In other words, Tesla is taking the guesswork and management out of residential solar production, helping customers sell power back to utilities at optimal prices and recharging at optimal times. We can expect to see more innovations related to smart grid technology like this at scale as the utility companies upgrade the grid, but a more nimble player like Tesla can help with the transition, the process becoming healthy competition for the utility companies.
How you can participate in the Tesla Electric Program
Currently, the Tesla Electric program is by invite only to select customers in Texas, however the company does roll out charging infrastructure and experiment with new products fairly quickly. We anticipate if this program is successful in helping Tesla make a profit while supporting consumers in creating their own backup energy and making money off selling electricity back to utility companies that this program will expand soon.
The unpredictable variable in all this is that utility companies are known for reducing compensation for electricity from consumers, which has repeatedly frustrated efforts to get residential customers producing their own solar power. However, as solar panel costs come down and electricity prices rise as clean energy replaces gas and coal, this should balance out.
Tesla’s stated goal is to become a “global distributed clean electric utility.” Texas, whose utility grid is now famously unstable and lacking in updates required for handling climate change induced severe storms, was a great place to test this program before a broader rollout.

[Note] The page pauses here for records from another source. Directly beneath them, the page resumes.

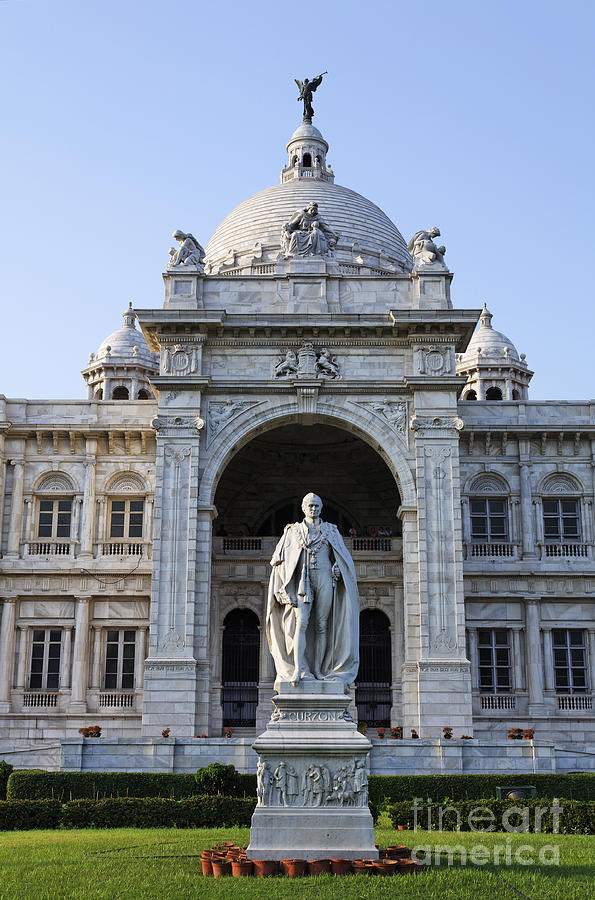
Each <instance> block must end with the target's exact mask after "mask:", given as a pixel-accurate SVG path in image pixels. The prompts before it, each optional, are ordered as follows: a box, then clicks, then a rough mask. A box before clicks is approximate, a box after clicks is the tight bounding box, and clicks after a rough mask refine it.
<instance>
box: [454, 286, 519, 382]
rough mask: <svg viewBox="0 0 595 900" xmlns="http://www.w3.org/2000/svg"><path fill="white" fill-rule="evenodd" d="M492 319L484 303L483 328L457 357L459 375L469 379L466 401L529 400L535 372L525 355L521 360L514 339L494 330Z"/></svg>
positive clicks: (491, 315) (492, 318)
mask: <svg viewBox="0 0 595 900" xmlns="http://www.w3.org/2000/svg"><path fill="white" fill-rule="evenodd" d="M492 319H493V316H492V313H491V312H490V311H489V310H488V308H487V306H486V304H485V303H484V304H483V309H482V311H481V315H480V317H479V328H478V329H477V330H476V331H475V333H474V334H473V337H472V338H471V340H470V341H469V344H468V346H467V349H466V350H465V352H464V353H461V354H460V355H459V356H458V357H457V375H466V376H467V384H466V385H465V388H464V390H463V397H462V399H463V400H526V399H527V397H528V385H529V382H530V381H531V378H532V376H533V372H531V370H530V369H529V368H528V367H527V363H526V362H525V354H524V353H522V354H521V355H520V356H519V354H518V351H517V349H516V347H515V346H514V344H513V343H512V341H511V340H510V338H507V337H506V335H505V334H502V332H501V331H496V329H495V328H492Z"/></svg>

Keep an eye on the Tesla website for news releases about expansion of this program. If you have a Powerwall charging unit or solar roof from Tesla, you should be notified when the program is available in your area. Also keep an eye out for alternatives, such as your local utility company offering more clean energy sources for your utilities and solar panel installation incentives from your local municipality.
Tesla’s clean energy revolution
Tech companies are famous for disrupting entire sectors of industry, and Tesla is a prime example. If the company can pull out of its recent slump induced by CEO Elon Musk’s disastrous Twitter takeover and collapse, we expect them to continue to expand into all areas of clean energy. Thus, creating a circular economy in electrifying transportation, charging vehicles and homes using clean energy and offering smart grid technology to end consumers to manage their own power production with the help of automated technology.
If you think about it, electricity really shouldn’t be as complicated or expensive as it is. Tesla will be creating competition for utility companies, so you can expect a regulatory battle and pricing competition. Consumers who can provide their own electricity for most of their needs will be the winners, as they are the only players who can control their own electricity costs.
Tesla is asking for a rule change with the Electric Reliability Council of Texas (ERCOT), an organization that manages Texas’s electrical grid, that would allow residential solar power creators (customers who create their own solar power at home) to bid on extra capacity, putting customers in charge of electricity pricing. We don’t see ERCOT agreeing to that, so expect Tesla to find a way to skirt around it and put customers in the driver’s seat of their own power production instead of just pricing.
However, Tesla did recently receive ERCOT approval for a statewide market design pilot for small distributed energy sources to provide grid service exports. This indicates that ERCOT is aware they may need partnerships to solve Texas’s massive grid failure problems, at least in the short term until it can be properly shored up for handling emergencies and peak demand.